Germanen: Unterwegs zu höherer Zivilisation

von Hermann Ament 
I. Einleitung VII. Religion und Kultgemeinschaften
II. Wer waren diese Germanen? VIII. Landwirtschaft und Siedlungswesen
III. Die germanischen Stämme IX. Handwerk, Handel und Verkehr
IV. Der Stamm X. Bild und Schrift
V. Soziale Strukturen und Herrschaftsverhältnisse XI. Die germanische Geschichte an ihrem Ziel
VI. Tracht, Schmuck und Bewaffnung XII. Literatur

VIII. LANDWIRTSCHAFT UND SIEDLUNGSWESEN


Die Landwirtschaft stellte die wesentliche Lebensgrundlage aller germanischen Stämme dar: Der weitaus größte Teil der Bevölkerung hat seinen Lebensunterhalt durch Ackerbau und Viehzucht verdient, und nur wenigen war es vorbehalten, ihr Auskommen auf andere Weise, durch Handel und Handwerk etwa, zu finden. Die landwirtschaftliche Produktion stand innerhalb des von germanischen Stämmen besiedelten Raumes ungefähr auf dem gleichen technischen Niveau, jedoch konnte je nach der Landesnatur das Spektrum der angebauten Kulturpflanzen oder der gehaltenen Tierarten unterschiedlich sein. Dabei scheint die Bedeutung der Tierhaltung im Ganzen etwas größer gewesen zu sein als die des Landbaues; dieser Eindruck ist jedenfalls bei den Römern entstanden, die manche Stämme gar für reine Viehzüchter hielten.

Unter den Haustieren dominierte überall das Rind, von kleinerem Wuchs als heute, das als Milch- und Fleischlieferant und überdies als Zugtier diente. Nächst ihm sind - nun mit regionalen Schwerpunkten - Schwein und Schaf bzw.

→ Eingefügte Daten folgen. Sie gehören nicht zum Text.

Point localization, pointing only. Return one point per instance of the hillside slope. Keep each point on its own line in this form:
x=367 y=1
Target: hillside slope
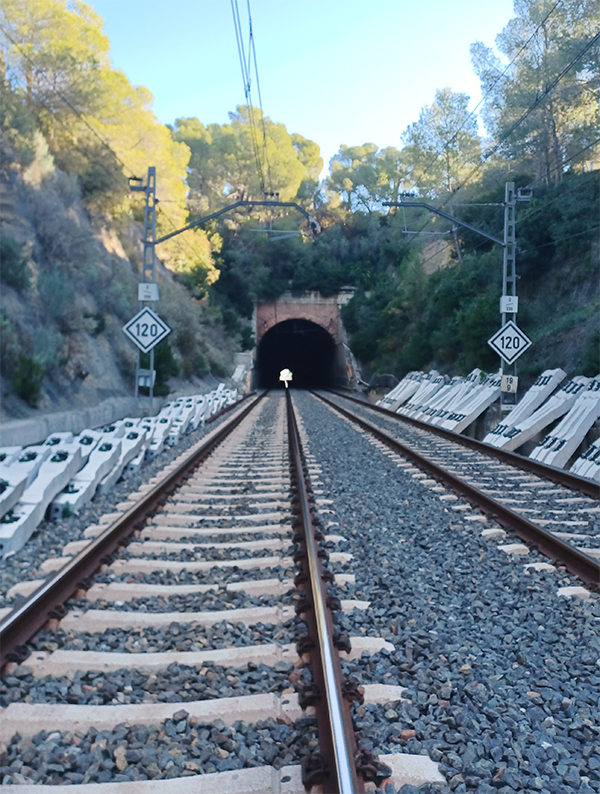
x=69 y=283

Ziege belegt (Ziege und Schaf sind anhand des Knochenmaterials vielfach nicht zu unterscheiden). Pferd, Hund und Katze kommen hinzu, und nicht zuletzt Geflügel: Hühner, Gänse und vielleicht auch Enten. Der Anteil des Federviehs wird vermutlich unterschätzt, denn Geflügelknochen sind erhaltungsbedingt unter den Knochenfunden eher unterrepräsentiert. Wild hingegen hat als Nahrungsmittel nur eine ganz untergeordnete Rolle gespielt.

Die Bedeutung des Rindes wird auch dadurch unterstrichen, daß es zusammen mit den Menschen unter einem Dach lebte. Da Freilandhaltung im Winter aus klimatischen Gründen nirgendwo in Germanien möglich war, waren die Tiere aufgestallt, und zwar im Stallteil eines Langhauses, in Boxen beiderseits eines Stallganges. Der andere, oft kleinere Teil des Hauses wurde von der Bauernfamilie bewohnt.

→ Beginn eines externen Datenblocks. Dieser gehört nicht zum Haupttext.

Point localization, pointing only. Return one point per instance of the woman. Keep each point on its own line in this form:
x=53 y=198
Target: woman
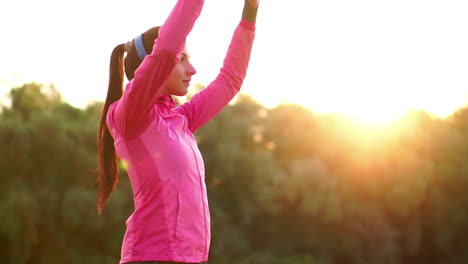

An Feldfrüchten wurde vor allem Gerste angebaut. Andere Getreidesorten waren bekannt, spielten aber eine geringere, zudem regional unterschiedliche Rolle: verschiedene Weizenarten, Hafer, Roggen und Hirse. Schwerpunktmäßig im Nordseeküstengebiet hat man die Ackerbohne angebaut, als weitere Hülsenfrucht scheint auch die Erbse feldbaumäßig gezogen worden zu sein. Flachs (Lein) und in geringem Maße auch Hanf sind sowohl wegen der ölhaltigen Früchte als auch wegen der Fasern angebaut worden. Über die Erzeugnisse des zweifellos betriebenen Gartenbaus sind wir kaum unterrichtet. Obstbau scheint keine große Bedeutung besessen zu haben, und das Gleiche gilt für das Sammeln von Wildfrüchten.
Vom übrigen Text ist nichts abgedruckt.